Is 117/64 a Good Blood Pressure Reading?

A blood pressure of 117/64 is a good reading. It falls squarely in the normal category, with both numbers sitting below the thresholds that signal concern. By current American Heart Association standards, normal blood pressure is a systolic (top number) below 120 and a diastolic (bottom number) below 80. At 117/64, you clear both marks.

Where 117/64 Falls on the Scale

Blood pressure classifications work in tiers. Normal is below 120/80. Elevated starts at 120-129 systolic with a diastolic still under 80. Stage 1 hypertension begins at 130/80, and Stage 2 at 140/90 or higher. Your reading of 117/64 sits comfortably in the normal range, just a few points below the cutoff where doctors start paying closer attention.

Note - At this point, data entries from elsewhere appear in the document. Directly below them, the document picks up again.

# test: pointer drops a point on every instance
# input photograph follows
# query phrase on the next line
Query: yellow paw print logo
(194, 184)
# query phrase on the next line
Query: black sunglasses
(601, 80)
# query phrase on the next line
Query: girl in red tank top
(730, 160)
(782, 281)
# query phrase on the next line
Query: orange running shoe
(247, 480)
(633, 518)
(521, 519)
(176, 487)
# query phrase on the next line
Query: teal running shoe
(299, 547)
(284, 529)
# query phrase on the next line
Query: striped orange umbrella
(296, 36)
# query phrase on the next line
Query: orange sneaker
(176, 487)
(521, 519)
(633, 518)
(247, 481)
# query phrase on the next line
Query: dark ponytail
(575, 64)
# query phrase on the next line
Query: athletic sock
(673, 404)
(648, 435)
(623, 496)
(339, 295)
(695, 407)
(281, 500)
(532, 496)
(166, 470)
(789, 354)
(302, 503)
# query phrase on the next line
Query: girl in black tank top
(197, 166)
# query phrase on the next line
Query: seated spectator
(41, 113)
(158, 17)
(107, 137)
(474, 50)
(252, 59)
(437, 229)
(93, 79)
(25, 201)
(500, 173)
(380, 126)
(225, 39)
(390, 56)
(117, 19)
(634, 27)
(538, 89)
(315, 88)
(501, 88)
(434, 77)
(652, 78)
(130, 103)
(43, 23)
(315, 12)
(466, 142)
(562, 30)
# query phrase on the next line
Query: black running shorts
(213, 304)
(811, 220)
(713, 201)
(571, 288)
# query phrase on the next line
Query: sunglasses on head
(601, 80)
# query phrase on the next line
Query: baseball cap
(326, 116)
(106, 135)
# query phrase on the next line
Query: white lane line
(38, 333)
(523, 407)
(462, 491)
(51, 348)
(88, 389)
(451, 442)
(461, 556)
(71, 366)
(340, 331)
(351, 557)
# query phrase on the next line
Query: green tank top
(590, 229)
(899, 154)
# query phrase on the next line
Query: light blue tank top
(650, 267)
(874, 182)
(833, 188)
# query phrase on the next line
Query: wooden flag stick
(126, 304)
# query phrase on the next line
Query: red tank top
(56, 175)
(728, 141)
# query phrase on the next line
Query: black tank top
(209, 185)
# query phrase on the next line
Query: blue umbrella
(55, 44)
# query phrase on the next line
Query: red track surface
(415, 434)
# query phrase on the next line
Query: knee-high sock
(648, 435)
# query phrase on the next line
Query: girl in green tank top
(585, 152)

The 2024 European Society of Cardiology guidelines use slightly different language, classifying anything below 120/70 as “nonelevated” blood pressure, a range where medication is not recommended. They deliberately avoid calling any blood pressure level “optimal” because cardiovascular risk continues to rise slightly with each point of increase, even within the normal range. In practical terms, though, 117/64 is about as good as it gets for a resting reading.

Is the Diastolic Number Too Low?

A diastolic reading of 64 is not considered low. There’s no single hard cutoff for hypotension that applies to everyone, but doctors generally watch for diastolic numbers dropping below 60. At 64, you have a comfortable margin above that threshold.

That said, blood pressure that’s technically “normal” on paper can still cause symptoms in some people. If you experience dizziness, lightheadedness, blurred vision, fatigue, or fainting, those symptoms matter regardless of what the numbers say. Orthostatic hypotension, a drop of 20 or more points in systolic pressure when you stand up, is one common culprit. It’s diagnosed not by a single resting reading but by measuring the change in pressure when you shift from sitting to standing. Many people with lower blood pressure never notice any symptoms at all.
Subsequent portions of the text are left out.